Try a new sport or go back to one you have played before.
Do some simple exercises (eg jog on the spot) while waiting for the kettle to boil or for food to cook in the microwave.

Monday, September 20, 2010

Are we a product of where we live? Can we break the 'mould'?

I was considering the comments another student mentioned today while we were discussing the ethics of a junk food advertising ban. He pointed out that were he came from in Port Pirie (a regional centre in SA but a country town none the less) the road to the local school was a junk food strip. McDonald's, KFC, Pizza Hut, Subway (not too bad) all on the one road, right next door to one another.
What does this say about what we find acceptable? I have heard a few times in the past about country townspeople getting up in arms about junk food stores coming to their town - they didn't want them.
I can see why - without the choice, people can't have it! I know this may sound paternalistic but if there is a fast food outlet on every corner you options for 'convenience' are very strong.
It used to be just a fish and chip shop on the corner - with that limited choice you would get sick of them pretty quick. I understand now what country people are desperate to keep fast food chains out of their towns.......they breed.

Where we live and our social demographic with regards to health and obesity, I think stems from the socio-economic status of that suburb - and junk food chains know this!
Walking down The Parade Norwood I think you would only find a subway store and oooodles and oooodles of specialised food outlets with spices, organics fruit and vege, boutique butchers, cafes with gourmet foods etc.
If you head to Munno Para in the Northern suburbs both the external and internal shopping area are littered with junk food! Is this fair?!?! Your options at Munno Para are as follows......Boost Juice, Donut King, Go Fish, Mamma Mia's, Subway (Internal), Tasty Asian, Wendy's, Yiros Club 2, Barnacle Bills, Caffe Primo, Cheesecake Shop Cafe, Cherry Blossom Sushi Bar, Hungry Jacks, McDonald's, Noodle Box, Pizza Hut,
Red Rooster, Subway (External), The Pretzel Zone, Time-Out Cafe, Tores Snack Bar, Vili's Mini Cafe

That is a LOT of junk food and only a few healthy(ish) options - but guess which are cheaper?
We have made it rational to eat bad based on price - and the fast food outlets know it! Why else do they set up shop in the low socio-economic suburbs? The cheapest option always wins when you are short of money
This is not fair! Why is it only the 'norm' in affluent suburbs to eat 'healthy'?
We have made it 'normal' to have these foods in our diets - now how did that happen?
Well, advertising
Pester power is one of the greatest forces (on earth?)
Advertisers directly target children to get them to pester you enough to give in - but is it ethical to advertise to children at all?
They lack the cognitive power to process and advertisement and don't understand the complex psychological tactics used in advertising to entice them. Is it fair to 'trick' someone who doesn't understand the trick at all?
I say no.
As adults we understand we are being advertised too - children find adverts entertaining and gauge social norms from what they see. They have no idea that someone in the world has an agenda that doesn't take their welfare into account.

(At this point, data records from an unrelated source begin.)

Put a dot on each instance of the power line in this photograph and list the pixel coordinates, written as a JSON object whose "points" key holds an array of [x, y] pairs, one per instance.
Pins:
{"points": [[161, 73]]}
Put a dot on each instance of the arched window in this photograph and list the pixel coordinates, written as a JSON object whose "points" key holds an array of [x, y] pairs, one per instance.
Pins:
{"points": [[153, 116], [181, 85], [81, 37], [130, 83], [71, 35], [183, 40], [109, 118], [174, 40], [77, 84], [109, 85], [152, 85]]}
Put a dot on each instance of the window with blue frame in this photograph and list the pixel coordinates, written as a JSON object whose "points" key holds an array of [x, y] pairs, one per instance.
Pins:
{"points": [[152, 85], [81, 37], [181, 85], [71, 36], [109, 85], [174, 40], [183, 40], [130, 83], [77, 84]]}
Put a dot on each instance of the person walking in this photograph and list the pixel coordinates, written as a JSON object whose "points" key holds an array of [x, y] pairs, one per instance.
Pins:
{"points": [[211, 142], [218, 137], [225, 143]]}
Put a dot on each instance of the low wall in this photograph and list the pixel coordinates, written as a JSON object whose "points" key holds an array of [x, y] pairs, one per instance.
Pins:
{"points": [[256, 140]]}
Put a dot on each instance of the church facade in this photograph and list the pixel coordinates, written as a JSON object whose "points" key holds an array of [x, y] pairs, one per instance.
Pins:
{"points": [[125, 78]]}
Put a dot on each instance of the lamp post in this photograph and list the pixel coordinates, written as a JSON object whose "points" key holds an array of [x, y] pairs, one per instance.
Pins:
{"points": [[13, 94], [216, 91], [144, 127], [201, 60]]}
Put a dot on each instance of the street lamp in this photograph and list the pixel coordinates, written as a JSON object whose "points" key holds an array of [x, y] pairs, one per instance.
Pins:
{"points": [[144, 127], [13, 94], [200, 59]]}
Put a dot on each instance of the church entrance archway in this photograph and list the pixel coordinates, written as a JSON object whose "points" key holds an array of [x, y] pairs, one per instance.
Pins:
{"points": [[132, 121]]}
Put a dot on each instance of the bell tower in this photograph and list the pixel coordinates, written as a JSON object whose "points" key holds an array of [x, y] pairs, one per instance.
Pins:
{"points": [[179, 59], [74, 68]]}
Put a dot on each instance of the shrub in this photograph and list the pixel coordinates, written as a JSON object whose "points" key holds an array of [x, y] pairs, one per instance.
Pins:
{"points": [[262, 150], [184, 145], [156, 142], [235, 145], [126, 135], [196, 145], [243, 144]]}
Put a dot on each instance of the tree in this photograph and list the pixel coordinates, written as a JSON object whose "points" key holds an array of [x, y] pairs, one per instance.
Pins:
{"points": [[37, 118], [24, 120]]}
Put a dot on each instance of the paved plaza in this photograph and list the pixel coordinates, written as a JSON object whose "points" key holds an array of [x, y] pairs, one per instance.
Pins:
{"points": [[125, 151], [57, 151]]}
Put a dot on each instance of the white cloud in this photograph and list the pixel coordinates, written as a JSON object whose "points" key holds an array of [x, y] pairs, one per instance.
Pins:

So what of it then? consider this - if ALL children regardless of socio-economic status are growing up in a world where fast food is bombarded at them during TV (and sponsorship of their sporting programs) how do they see the world? Consider it - put yourself in the shoes of your child, what do they see? What is 'normal'? To have LCM's in your lunchbox? To have fruit roll-ups instead of fruit? To have fun times like birthdays at McDonald's? Consider what their world looks like - then consider if you want to do something about it - or be happy with it.
Consider what that will look like when they are adults - what decisions will they make based on what is 'normal'?